Obviously my great wisdom and life experience were not working in this situation, so I brought out Sir Ken Robinson’s fabulous book, The Element, and read her a part that had recently struck a cord with me:
“My brother Ian… was in a band in Liverpool that included an extremely talented keyboard player named Charles. After one of their gigs, I told Charles how well I thought he’d played that night. Then I said I’d love to be able to play keyboards that well. ‘No, you wouldn’t,’ he responded. Taken aback, I insisted that I really would. ‘No,’ he said. ‘You mean you like the idea of playing keyboards. If you’d love to play them, you’d be doing it.’ He said that to play as well as he did, he practiced every day for three or four hours in addition to performing.

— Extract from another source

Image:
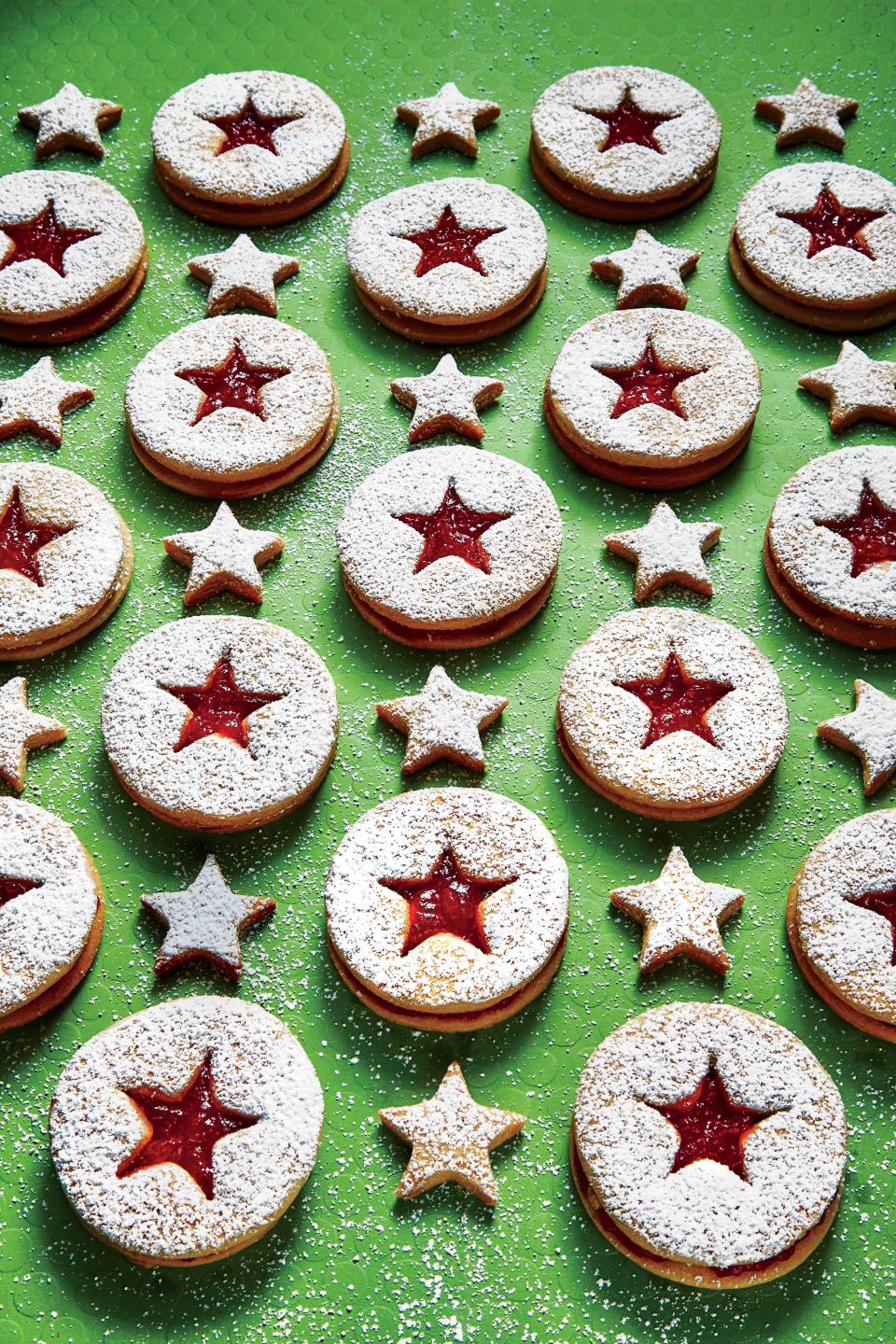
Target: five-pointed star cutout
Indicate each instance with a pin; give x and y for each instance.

He’d been doing that since he was seven.
“Suddenly playing keyboards as well as Charles didn’t seem that as appealing. I asked him how he kept up that level of discipline. He said, ‘Because I love it.’ He couldn’t imagine doing anything else.”
My daughter and I went on to discuss what Sir Ken Robinson says in the rest of the book, which is that we all have things we like to do, and we also have things we are good at, and it’s when those two things come together – what we like and what we are good at – that we find our true purpose. Sometimes we like something, like running fast, but we aren’t naturally “good” at it, so it takes effort.
I said to her, “You are good at math.”
She said, “But I don’t like it.”
I said, “Right. Because you don’t like it, math feels like work. But you are good at swimming. And you like it. So swim practice doesn’t feel like work, does it?”
After our conversation, I couldn’t helping thinking how everything seems possible when we are very young. Then, as life goes along, possibilities fall away, kind of like the booster rocket on a space shuttle, except over and over.
This is sad and unjust if opportunities are striped away not due to our own momentum through life, but instead due to barriers or discriminations – social, economic, historic.
If this is not the case, however, then it can feel good to travel light.
Take the running, for example. I was not born to be a runner: I have bunion-prone feet and tweaky knees, short legs and a large bust relative to my stature, none of which helped with running. But I did enjoy it. I liked it so much that I ran for sixteen years, and in several countries. My stubborn endurance carried me through the Chicago Marathon in 3:52. Then my feet, which had never liked the running as much as I did, finally had enough.
So I moved on to hiking. Hiking requires more endurance than speed, so it’s a way better fit. So is yoga. And my body feels so much healthier.
Now that I no longer have to worry about running marathons, or becoming a scientist, President of the United States, or CEO of a tech company, I have so much more energy and attention for my writing.
Of course there are some regrets. I would have liked, for example, to be a journalist. If I’m honest with myself, however, I have to admit I don’t like working all night for a deadline or being away from home very long. So even if I had been good at journalism, which I suspect I might have been, I probably wouldn’t have liked it. On the other hand, I’ve discovered that I do like working long hours all by my lonesome, which dovetails nicely with… novel writing!
It’s kind of a relief to look at life this way. Instead of being burdened with what we’re not particularly good at, or don’t really like, we can pay more attention to our passions.
Anyhow, the next day Coco told me she wasn’t as frustrated about the running. “Some days I’m more upset about it than others,” she confided. Then she went on to tell me that she’d been put into a reading group with other “book worm” girls.
“I’m a good reader,” she said. “And I like it.”
Some things fall away; others become clear.